Ob daraus eine Blase werde, hänge jedoch von vielen Faktoren ab, betont OeNB-Immobilienexpertin Karin Wagner. "Neben der Höhe der Zinsen spielt dabei die gesamtwirtschaftliche Entwicklung nach Corona - insbesondere die Entwicklung nach Auslaufen der Stützungsmaßnahmen und der weitere Pandemieverlauf generell - eine Rolle."

Für die Nationalbank stehen die systemischen Risiken am österreichischen Finanzmarkt im Vordergrund. Daher wurden zuletzt via Finanzmarktstabilitätsgremium (FMSG) Verschärfungen bei der Vergabe neuer Kredite ab Mitte 2022 beschlossen. Demnach soll der Eigenfinanzierungsanteil mindestens 20 Prozent betragen. Laufzeiten von höchstens 35 Jahren und Schuldendienstquoten von höchstens 30 bis 40 Prozent des Nettoeinkommens sind bei Wohnimmobilien-Finanzierungen durch heimische Banken zu berücksichtigen.

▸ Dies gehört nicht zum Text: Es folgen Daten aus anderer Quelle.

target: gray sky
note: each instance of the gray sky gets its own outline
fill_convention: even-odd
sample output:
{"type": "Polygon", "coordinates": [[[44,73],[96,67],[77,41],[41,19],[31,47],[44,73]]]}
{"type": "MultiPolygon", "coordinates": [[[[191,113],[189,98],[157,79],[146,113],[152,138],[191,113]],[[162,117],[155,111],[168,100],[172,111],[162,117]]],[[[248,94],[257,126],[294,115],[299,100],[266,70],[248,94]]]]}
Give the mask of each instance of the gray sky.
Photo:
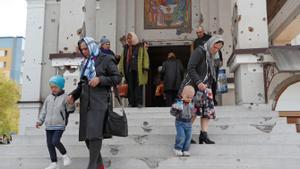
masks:
{"type": "Polygon", "coordinates": [[[0,0],[0,36],[24,36],[26,0],[0,0]]]}

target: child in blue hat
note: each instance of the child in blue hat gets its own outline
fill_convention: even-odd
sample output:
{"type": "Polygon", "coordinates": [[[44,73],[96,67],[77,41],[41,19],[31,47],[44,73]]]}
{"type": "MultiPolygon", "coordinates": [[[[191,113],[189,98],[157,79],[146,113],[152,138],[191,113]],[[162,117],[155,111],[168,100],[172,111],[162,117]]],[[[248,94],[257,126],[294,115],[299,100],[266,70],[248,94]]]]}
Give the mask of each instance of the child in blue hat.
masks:
{"type": "Polygon", "coordinates": [[[60,76],[52,76],[49,80],[51,94],[49,94],[38,115],[36,128],[45,123],[47,146],[50,154],[51,164],[45,169],[59,169],[57,164],[57,148],[62,154],[64,166],[71,164],[71,159],[67,155],[66,148],[60,139],[68,122],[68,115],[74,112],[74,103],[67,103],[67,94],[64,92],[65,79],[60,76]]]}

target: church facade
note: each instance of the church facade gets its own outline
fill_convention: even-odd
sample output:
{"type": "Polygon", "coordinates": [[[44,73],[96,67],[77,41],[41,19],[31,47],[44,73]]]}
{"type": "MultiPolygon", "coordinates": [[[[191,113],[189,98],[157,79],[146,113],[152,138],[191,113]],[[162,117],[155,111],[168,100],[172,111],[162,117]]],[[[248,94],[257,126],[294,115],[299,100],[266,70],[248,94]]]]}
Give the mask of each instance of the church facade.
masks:
{"type": "MultiPolygon", "coordinates": [[[[270,73],[277,63],[270,46],[288,41],[282,40],[286,36],[280,33],[293,21],[282,22],[298,16],[295,12],[300,6],[298,1],[281,5],[279,9],[291,12],[285,13],[286,16],[279,16],[278,12],[272,21],[268,21],[265,0],[27,0],[27,3],[20,134],[24,133],[24,126],[34,122],[49,93],[48,79],[52,75],[64,75],[67,92],[76,87],[82,60],[77,54],[77,41],[82,36],[99,41],[105,35],[112,50],[120,54],[119,39],[135,32],[140,41],[149,44],[151,70],[156,70],[171,51],[187,63],[197,26],[203,26],[212,35],[220,34],[225,40],[223,67],[229,82],[229,92],[219,98],[223,105],[267,104],[279,97],[278,90],[299,83],[297,71],[284,74],[275,70],[280,72],[276,82],[275,74],[270,73]],[[293,78],[290,83],[283,84],[290,78],[293,78]]],[[[155,106],[149,100],[152,87],[149,84],[145,88],[146,106],[155,106]]]]}

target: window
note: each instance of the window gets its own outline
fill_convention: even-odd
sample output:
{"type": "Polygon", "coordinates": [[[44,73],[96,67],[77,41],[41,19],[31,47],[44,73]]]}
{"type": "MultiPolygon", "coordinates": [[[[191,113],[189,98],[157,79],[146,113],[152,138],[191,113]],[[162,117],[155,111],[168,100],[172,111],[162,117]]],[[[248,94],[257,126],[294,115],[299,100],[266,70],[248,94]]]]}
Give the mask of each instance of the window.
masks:
{"type": "Polygon", "coordinates": [[[0,68],[5,68],[6,67],[6,62],[0,62],[0,68]]]}
{"type": "Polygon", "coordinates": [[[4,50],[0,50],[0,57],[1,56],[5,56],[5,51],[4,50]]]}
{"type": "Polygon", "coordinates": [[[8,51],[7,50],[0,50],[0,57],[1,56],[7,56],[8,55],[8,51]]]}

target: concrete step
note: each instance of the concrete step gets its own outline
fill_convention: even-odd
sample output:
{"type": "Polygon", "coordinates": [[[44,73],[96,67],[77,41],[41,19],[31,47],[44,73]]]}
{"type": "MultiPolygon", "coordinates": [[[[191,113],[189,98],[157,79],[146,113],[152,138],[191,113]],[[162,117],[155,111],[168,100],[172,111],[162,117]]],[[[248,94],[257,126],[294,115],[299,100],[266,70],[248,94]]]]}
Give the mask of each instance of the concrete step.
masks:
{"type": "MultiPolygon", "coordinates": [[[[195,121],[194,125],[199,125],[199,117],[195,121]]],[[[77,126],[79,123],[78,118],[70,118],[68,127],[77,126]]],[[[144,122],[151,124],[152,126],[170,126],[174,125],[174,117],[145,117],[145,118],[128,118],[128,124],[131,126],[142,125],[144,122]]],[[[210,124],[265,124],[265,123],[283,123],[286,124],[286,118],[279,117],[217,117],[210,120],[210,124]]]]}
{"type": "MultiPolygon", "coordinates": [[[[199,134],[194,134],[193,138],[198,140],[199,134]]],[[[217,144],[224,145],[242,145],[242,144],[299,144],[300,134],[209,134],[209,137],[217,144]]],[[[104,140],[103,144],[128,145],[128,144],[172,144],[175,141],[175,134],[145,134],[130,135],[129,137],[113,137],[104,140]]],[[[78,141],[78,135],[63,135],[62,142],[65,145],[81,145],[78,141]]],[[[12,144],[17,145],[46,145],[44,135],[33,136],[15,136],[12,144]]]]}
{"type": "MultiPolygon", "coordinates": [[[[115,108],[115,110],[120,108],[115,108]]],[[[255,106],[244,106],[244,105],[229,105],[229,106],[215,106],[217,112],[272,112],[272,106],[270,105],[255,105],[255,106]]],[[[155,113],[155,112],[169,112],[170,107],[143,107],[143,108],[131,108],[125,107],[128,112],[138,113],[155,113]]]]}
{"type": "MultiPolygon", "coordinates": [[[[174,124],[175,126],[175,124],[174,124]]],[[[176,130],[174,126],[152,126],[149,125],[140,125],[140,126],[131,126],[129,124],[128,132],[129,135],[138,135],[138,134],[175,134],[176,130]]],[[[193,126],[193,133],[197,134],[200,131],[200,126],[193,126]]],[[[26,135],[43,135],[44,129],[36,129],[34,127],[27,127],[25,129],[26,135]]],[[[261,132],[266,133],[295,133],[295,125],[287,125],[282,123],[271,123],[271,124],[236,124],[236,125],[210,125],[209,133],[212,134],[259,134],[261,132]]],[[[65,135],[77,135],[78,126],[76,127],[67,127],[64,132],[65,135]]]]}
{"type": "MultiPolygon", "coordinates": [[[[102,149],[104,157],[172,157],[173,144],[169,145],[105,145],[102,149]]],[[[66,149],[71,157],[87,157],[88,151],[82,145],[67,145],[66,149]]],[[[190,152],[199,157],[299,157],[299,145],[199,145],[192,144],[190,152]]],[[[48,157],[47,147],[44,145],[14,145],[2,146],[1,153],[5,157],[48,157]]]]}
{"type": "MultiPolygon", "coordinates": [[[[300,135],[269,105],[216,107],[209,137],[215,145],[193,144],[191,157],[175,157],[174,117],[166,108],[126,108],[129,137],[103,142],[107,169],[298,169],[300,135]]],[[[115,108],[119,111],[119,108],[115,108]]],[[[88,151],[78,142],[78,112],[72,114],[63,135],[73,164],[64,169],[87,167],[88,151]]],[[[34,125],[34,124],[33,124],[34,125]]],[[[199,119],[193,125],[198,138],[199,119]]],[[[49,165],[44,129],[26,128],[10,145],[0,145],[0,169],[41,169],[49,165]]],[[[59,154],[59,153],[58,153],[59,154]]],[[[61,164],[61,159],[59,159],[61,164]]]]}
{"type": "MultiPolygon", "coordinates": [[[[0,157],[1,158],[1,157],[0,157]]],[[[49,158],[2,158],[0,169],[42,169],[49,165],[49,158]]],[[[299,157],[104,157],[107,169],[299,169],[299,157]],[[122,167],[120,167],[122,166],[122,167]]],[[[62,162],[59,159],[59,164],[62,162]]],[[[88,158],[72,158],[72,164],[63,169],[85,169],[88,158]]]]}
{"type": "MultiPolygon", "coordinates": [[[[120,112],[119,108],[114,109],[115,112],[120,112]]],[[[128,118],[131,116],[135,118],[144,118],[144,117],[153,117],[153,118],[161,118],[161,117],[170,117],[170,108],[126,108],[126,115],[128,118]]],[[[79,113],[73,113],[70,115],[70,118],[77,118],[79,113]]],[[[278,112],[274,111],[238,111],[238,110],[228,110],[224,111],[224,109],[216,110],[217,117],[279,117],[278,112]]]]}

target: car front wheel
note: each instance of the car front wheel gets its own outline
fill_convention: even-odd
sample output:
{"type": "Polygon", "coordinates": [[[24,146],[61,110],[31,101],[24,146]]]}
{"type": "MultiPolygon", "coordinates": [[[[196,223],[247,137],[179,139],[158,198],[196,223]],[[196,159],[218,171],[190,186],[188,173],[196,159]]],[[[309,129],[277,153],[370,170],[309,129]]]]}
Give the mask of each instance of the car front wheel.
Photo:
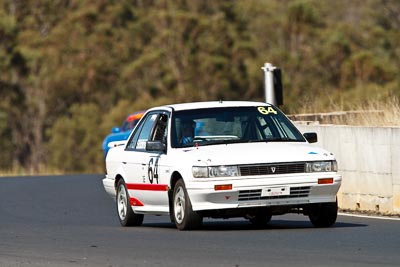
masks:
{"type": "Polygon", "coordinates": [[[196,229],[203,222],[203,217],[192,209],[192,204],[182,179],[176,183],[174,188],[172,213],[176,228],[179,230],[196,229]]]}
{"type": "Polygon", "coordinates": [[[336,202],[313,204],[308,217],[315,227],[329,227],[336,222],[338,205],[336,202]]]}
{"type": "Polygon", "coordinates": [[[254,215],[247,216],[247,218],[254,226],[264,227],[271,221],[272,215],[267,211],[259,211],[254,215]]]}
{"type": "Polygon", "coordinates": [[[117,184],[117,212],[122,226],[140,226],[143,223],[143,214],[136,214],[131,207],[130,197],[123,179],[117,184]]]}

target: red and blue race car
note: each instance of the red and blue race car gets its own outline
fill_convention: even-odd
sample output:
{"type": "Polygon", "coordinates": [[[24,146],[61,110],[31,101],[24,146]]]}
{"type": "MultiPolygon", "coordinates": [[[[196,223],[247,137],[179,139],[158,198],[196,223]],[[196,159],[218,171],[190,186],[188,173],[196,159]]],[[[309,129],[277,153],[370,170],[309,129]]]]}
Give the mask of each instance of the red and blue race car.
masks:
{"type": "Polygon", "coordinates": [[[103,151],[104,156],[107,155],[110,149],[109,144],[115,141],[123,141],[128,139],[133,128],[136,126],[138,121],[142,118],[145,111],[138,111],[130,114],[122,124],[122,127],[115,126],[111,129],[111,133],[104,138],[103,151]]]}

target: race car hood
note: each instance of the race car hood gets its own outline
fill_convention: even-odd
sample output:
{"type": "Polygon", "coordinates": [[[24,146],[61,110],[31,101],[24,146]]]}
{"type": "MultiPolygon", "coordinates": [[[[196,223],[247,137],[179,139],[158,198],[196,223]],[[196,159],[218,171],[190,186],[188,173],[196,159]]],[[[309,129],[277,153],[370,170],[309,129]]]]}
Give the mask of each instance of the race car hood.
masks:
{"type": "Polygon", "coordinates": [[[245,143],[190,147],[185,158],[199,165],[236,165],[333,160],[333,154],[308,143],[245,143]]]}

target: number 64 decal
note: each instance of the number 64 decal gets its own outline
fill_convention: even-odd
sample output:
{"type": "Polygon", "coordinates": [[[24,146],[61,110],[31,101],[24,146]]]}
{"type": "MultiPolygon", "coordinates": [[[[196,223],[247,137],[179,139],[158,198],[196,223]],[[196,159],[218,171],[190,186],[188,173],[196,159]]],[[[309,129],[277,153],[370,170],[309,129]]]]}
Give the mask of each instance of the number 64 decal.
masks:
{"type": "Polygon", "coordinates": [[[158,184],[158,157],[150,158],[147,174],[149,175],[149,181],[152,184],[155,180],[155,183],[158,184]]]}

Was sind nun aber Auslöser, die die Stabilität am heimischen Finanzmarkt gefährden würden? Plötzliche Zinserhöhungen der Banken, ausgelöst von Zinsschritten der EZB, wären ein Beispiel. Auch der gleichzeitige Ausfall vieler Investoren, etwa durch die aktuellen Sanktionen gegen Russland, wäre ein Szenario. Inwieweit der heimische Immobilienmarkt von russischem Kapital befeuert wird und ob dieses nun wegfällt, wird sich noch zeigen.